Politically, including insurance help for the unemployed in a fast-acting economic stimulus package is part of a strategy by congressional Democrats and President-elect Barack Obama to place attention on health care right away. It is in sync with a decision to pursue immediately an expansion of health insurance for poor and working-class children, long resisted by President Bush, which the House adopted Wednesday and a Senate panel approved Thursday.

Taken together, the insurance for children and laid-off workers signifies an effort by Democrats to create momentum for the more difficult work of broad health reforms that they and the Obama administration plan to undertake soon.

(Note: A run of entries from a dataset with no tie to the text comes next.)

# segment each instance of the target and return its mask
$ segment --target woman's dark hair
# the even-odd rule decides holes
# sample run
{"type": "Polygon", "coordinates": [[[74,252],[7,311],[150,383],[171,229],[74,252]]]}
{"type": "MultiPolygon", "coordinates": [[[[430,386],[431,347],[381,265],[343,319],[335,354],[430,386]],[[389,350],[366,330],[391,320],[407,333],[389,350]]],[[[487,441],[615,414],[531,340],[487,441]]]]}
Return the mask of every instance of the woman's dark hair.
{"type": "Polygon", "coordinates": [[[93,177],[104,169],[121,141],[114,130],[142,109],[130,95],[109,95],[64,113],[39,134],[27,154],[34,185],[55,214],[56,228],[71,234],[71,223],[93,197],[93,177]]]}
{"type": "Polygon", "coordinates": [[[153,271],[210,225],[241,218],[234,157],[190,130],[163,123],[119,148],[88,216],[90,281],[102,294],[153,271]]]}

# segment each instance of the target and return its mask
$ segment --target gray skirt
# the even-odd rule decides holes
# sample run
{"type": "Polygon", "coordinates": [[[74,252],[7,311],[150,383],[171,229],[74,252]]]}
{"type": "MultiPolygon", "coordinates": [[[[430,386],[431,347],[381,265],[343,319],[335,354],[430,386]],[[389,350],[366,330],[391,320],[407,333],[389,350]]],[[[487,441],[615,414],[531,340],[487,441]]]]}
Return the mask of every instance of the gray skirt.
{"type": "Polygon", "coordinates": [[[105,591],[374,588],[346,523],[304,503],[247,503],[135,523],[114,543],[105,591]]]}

In recent weeks, lawmakers have collaborated with the incoming administration to devise remedies for the jobless uninsured and to decide how much money to allot. A transition aide said: “Obama supports the protection of health insurance through COBRA and Medicaid in a time-limited way.”

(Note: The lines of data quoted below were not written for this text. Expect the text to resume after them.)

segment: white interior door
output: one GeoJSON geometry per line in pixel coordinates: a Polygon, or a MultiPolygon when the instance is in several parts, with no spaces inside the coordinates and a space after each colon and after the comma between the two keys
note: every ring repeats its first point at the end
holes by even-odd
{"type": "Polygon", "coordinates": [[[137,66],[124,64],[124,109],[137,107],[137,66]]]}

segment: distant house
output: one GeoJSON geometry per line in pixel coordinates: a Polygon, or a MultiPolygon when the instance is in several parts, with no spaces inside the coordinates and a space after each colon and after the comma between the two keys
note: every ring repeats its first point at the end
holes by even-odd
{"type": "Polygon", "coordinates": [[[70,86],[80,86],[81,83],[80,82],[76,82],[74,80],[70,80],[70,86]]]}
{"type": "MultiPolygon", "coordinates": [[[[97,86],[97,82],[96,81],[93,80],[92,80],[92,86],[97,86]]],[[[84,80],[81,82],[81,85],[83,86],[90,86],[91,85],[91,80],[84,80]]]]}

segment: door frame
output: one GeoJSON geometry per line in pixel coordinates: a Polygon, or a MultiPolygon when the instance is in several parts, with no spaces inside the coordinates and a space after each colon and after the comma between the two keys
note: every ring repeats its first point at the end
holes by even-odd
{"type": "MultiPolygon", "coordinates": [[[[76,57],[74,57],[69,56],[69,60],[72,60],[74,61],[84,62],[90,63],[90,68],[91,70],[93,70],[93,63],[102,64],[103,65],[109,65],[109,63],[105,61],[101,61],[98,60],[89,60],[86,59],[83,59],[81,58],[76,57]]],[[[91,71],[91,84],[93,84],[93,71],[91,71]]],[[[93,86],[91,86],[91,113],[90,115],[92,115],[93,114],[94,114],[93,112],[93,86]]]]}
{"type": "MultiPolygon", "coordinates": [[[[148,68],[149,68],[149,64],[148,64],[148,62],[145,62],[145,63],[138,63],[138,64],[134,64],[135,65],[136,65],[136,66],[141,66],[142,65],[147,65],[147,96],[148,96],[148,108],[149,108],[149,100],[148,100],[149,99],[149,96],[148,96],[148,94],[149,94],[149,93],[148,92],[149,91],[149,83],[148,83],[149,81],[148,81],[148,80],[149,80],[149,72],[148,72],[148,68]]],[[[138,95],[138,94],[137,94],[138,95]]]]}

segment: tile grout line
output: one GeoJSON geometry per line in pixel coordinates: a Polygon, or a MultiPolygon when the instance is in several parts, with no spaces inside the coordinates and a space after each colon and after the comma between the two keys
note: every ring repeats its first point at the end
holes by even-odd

House Democrats say publicly that they would like to devote $30 billion over two years to subsidize COBRA and $8.6 billion to expand Medicaid. Privately, legislative sources said those figures are premature, because lawmakers are awaiting budget analyses of how much the proposals would cost — and how many unemployed Americans would be likely to grasp the help.

The Medicaid proposal would give assistance through 2010 and would break with significant features of the program created as part of the Great Society of the 1960s. Medicaid always has been a shared financial responsibility of the U.S. government and the states. But under the proposal, federal money would pay for all benefits and administrative costs for unemployed people who joined.

In addition, the expansion would be the largest step ever taken beyond Medicaid’s original purpose of insuring people who are poor or have disabilities. There is precedent in recent years for opening Medicaid in times of crisis — for some New York residents after 9/11 and for people who fled communities ravaged by Hurricane Katrina — but not on the scale envisioned now.